Potosi reintegration program aims to get prisoners out of solitary confinement
A team of prison administrators, medical staff, officers and volunteers at Potosi Correctional Facility are working together to decrease the number of prisoners in solitary confinement at the eastern Missouri facility.
They work together to create customized programs for the selected group of offenders, with the goal of decreasing their individual behavior violations and eventually moving them back into the general prison population. The program is unlike any other within the Missouri Department of Corrections.
There are currently 24 inmates working with the reintegration unit. The inmates, described by officials as egregious and self-destructive, were selected from facilities across the state to move to Potosi, where they now receive the customized help. Education, art therapy, medication adjustments and additional mental counseling are some of the tools used as incentives for encouraging good behavior, which in turn decreases the violations that keep them segregated. Many of these programs are typically unavailable to inmates in solitary confinement.
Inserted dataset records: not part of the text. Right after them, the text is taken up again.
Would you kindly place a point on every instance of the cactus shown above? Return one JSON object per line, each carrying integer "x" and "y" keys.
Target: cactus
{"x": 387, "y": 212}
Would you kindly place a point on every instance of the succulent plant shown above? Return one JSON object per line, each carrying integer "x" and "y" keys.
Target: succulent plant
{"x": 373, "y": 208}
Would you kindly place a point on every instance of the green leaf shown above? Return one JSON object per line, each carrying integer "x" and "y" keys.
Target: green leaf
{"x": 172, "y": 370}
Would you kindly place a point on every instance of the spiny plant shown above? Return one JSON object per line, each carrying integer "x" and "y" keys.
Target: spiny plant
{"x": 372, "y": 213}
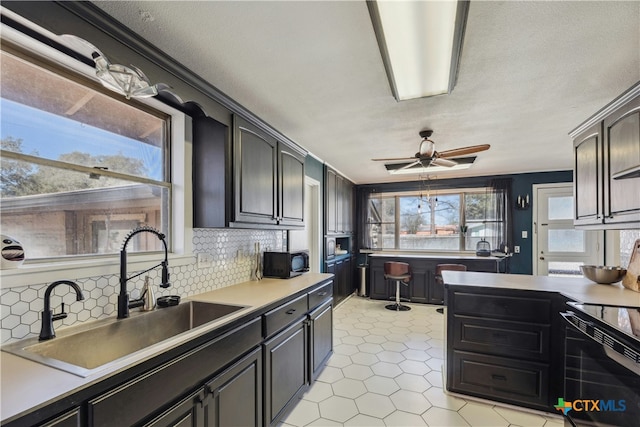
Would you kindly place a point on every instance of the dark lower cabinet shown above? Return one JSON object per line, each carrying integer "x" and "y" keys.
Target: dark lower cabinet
{"x": 69, "y": 419}
{"x": 320, "y": 338}
{"x": 285, "y": 365}
{"x": 186, "y": 413}
{"x": 500, "y": 345}
{"x": 234, "y": 398}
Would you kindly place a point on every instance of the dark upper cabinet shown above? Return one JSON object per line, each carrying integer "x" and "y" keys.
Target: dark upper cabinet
{"x": 622, "y": 150}
{"x": 587, "y": 176}
{"x": 339, "y": 202}
{"x": 249, "y": 180}
{"x": 607, "y": 165}
{"x": 255, "y": 165}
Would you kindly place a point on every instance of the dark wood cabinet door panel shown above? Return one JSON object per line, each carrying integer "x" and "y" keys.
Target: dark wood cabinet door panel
{"x": 285, "y": 367}
{"x": 284, "y": 315}
{"x": 187, "y": 413}
{"x": 524, "y": 309}
{"x": 255, "y": 170}
{"x": 506, "y": 380}
{"x": 235, "y": 396}
{"x": 321, "y": 338}
{"x": 622, "y": 136}
{"x": 291, "y": 209}
{"x": 587, "y": 173}
{"x": 320, "y": 295}
{"x": 502, "y": 338}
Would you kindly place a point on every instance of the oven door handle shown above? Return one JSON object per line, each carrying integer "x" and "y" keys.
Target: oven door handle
{"x": 614, "y": 349}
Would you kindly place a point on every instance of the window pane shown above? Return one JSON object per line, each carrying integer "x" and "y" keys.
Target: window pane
{"x": 569, "y": 240}
{"x": 430, "y": 223}
{"x": 59, "y": 119}
{"x": 54, "y": 210}
{"x": 560, "y": 269}
{"x": 73, "y": 214}
{"x": 560, "y": 207}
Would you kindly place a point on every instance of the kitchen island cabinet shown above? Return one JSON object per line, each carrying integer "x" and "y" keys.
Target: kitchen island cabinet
{"x": 193, "y": 382}
{"x": 505, "y": 336}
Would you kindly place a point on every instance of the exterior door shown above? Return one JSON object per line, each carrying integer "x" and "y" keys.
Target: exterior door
{"x": 560, "y": 249}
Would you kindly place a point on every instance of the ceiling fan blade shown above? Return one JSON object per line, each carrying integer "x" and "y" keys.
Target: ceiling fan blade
{"x": 409, "y": 165}
{"x": 438, "y": 161}
{"x": 464, "y": 150}
{"x": 395, "y": 159}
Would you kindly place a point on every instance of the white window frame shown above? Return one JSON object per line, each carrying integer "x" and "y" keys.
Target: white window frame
{"x": 47, "y": 271}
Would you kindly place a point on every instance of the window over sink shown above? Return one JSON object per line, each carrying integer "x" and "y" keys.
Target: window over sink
{"x": 80, "y": 167}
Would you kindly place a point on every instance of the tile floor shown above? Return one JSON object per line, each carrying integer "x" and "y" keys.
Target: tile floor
{"x": 386, "y": 371}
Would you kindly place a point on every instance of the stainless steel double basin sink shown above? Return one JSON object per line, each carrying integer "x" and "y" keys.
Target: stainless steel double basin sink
{"x": 87, "y": 349}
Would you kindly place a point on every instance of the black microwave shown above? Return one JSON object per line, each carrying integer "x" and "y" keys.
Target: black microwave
{"x": 284, "y": 265}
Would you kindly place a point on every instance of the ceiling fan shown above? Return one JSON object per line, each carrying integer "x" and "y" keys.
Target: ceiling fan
{"x": 427, "y": 154}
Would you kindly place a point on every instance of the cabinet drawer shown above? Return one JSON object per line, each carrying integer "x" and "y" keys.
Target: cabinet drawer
{"x": 502, "y": 338}
{"x": 142, "y": 397}
{"x": 523, "y": 309}
{"x": 506, "y": 380}
{"x": 319, "y": 295}
{"x": 284, "y": 315}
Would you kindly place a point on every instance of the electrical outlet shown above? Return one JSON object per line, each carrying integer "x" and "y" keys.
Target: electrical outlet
{"x": 204, "y": 260}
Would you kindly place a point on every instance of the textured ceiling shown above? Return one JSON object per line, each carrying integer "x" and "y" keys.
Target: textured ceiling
{"x": 530, "y": 72}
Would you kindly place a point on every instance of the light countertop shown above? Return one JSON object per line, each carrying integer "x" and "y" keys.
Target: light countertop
{"x": 579, "y": 289}
{"x": 26, "y": 385}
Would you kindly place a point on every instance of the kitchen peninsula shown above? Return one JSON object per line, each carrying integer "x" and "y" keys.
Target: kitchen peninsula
{"x": 510, "y": 337}
{"x": 423, "y": 287}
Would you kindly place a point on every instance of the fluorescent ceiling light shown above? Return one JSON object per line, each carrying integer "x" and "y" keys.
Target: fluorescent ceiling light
{"x": 396, "y": 168}
{"x": 420, "y": 43}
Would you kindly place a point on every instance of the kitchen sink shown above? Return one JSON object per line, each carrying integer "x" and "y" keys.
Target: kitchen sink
{"x": 94, "y": 348}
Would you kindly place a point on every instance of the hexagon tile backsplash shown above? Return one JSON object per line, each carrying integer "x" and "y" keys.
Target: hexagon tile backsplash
{"x": 229, "y": 255}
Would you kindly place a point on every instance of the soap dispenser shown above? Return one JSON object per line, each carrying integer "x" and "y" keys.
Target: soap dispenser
{"x": 148, "y": 296}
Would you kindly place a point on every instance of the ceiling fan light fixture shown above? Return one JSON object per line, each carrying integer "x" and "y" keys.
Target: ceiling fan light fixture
{"x": 420, "y": 43}
{"x": 128, "y": 81}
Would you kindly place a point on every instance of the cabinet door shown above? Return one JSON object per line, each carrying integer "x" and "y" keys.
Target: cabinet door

George Lombardi is the Director of the Missouri Department of Corrections. He said some participants have done so well, they have already successfully rejoined the general prison population. He credits the multidisciplinary approach and the respect amongst staff as being key factors for the unit’s success.
“It has to do with the fact that each member of the team of people that are working with us have equal say in whether or not a person should progress or regress accordingly,” Lombardi said.
Lombardi explained the essence of the program is in recognizing the other factors that drive these individuals with long histories of behavioral problems to engage in assaultive and self-destructive behavior. He said the decline in mental health services across the country has fueled the problems within correctional facilities. Many of the offenders in solitary confinement suffer from mental health ailments.
Researchers have studied the effects of long-term segregation and have found that isolation can fuel these ailments and lead to further behavioral and mental obstacles for the incarcerated. Increased levels of suicide and recidivism are high amongst inmates in solitary confinement.
After using the individualized programs, assaults and other behavioral violations are down. Lombardi explained that the 24 offenders in the program had a total of 475 conduct violations over a three-year period. That number has dropped to less than 30 since the unit began working with them.
Gov. Jay Nixon recently awarded the Potosi Correctional Facility Reintegration Unit with an award for innovation. The annual award is part of the Governor’s Award for Quality and Productivity. The innovation award recognizes teams of Missouri state employees who creatively improve existing programs.
Wanda Seeney is the Community Outreach and Marketing Director for the Missouri Office of Administration. Seeney believes the award confirms the success of the program and gives the program the credibility it needs.
“The information and data is shared online, within state government and with other states so they can review and access and see what we’re doing and perhaps mirror the process and program," Seeney said.
Lombardi believes the work at Potosi is possible at more facilities across the country. He is looking forward to sharing the success at Potosi Correctional with his colleagues across the country.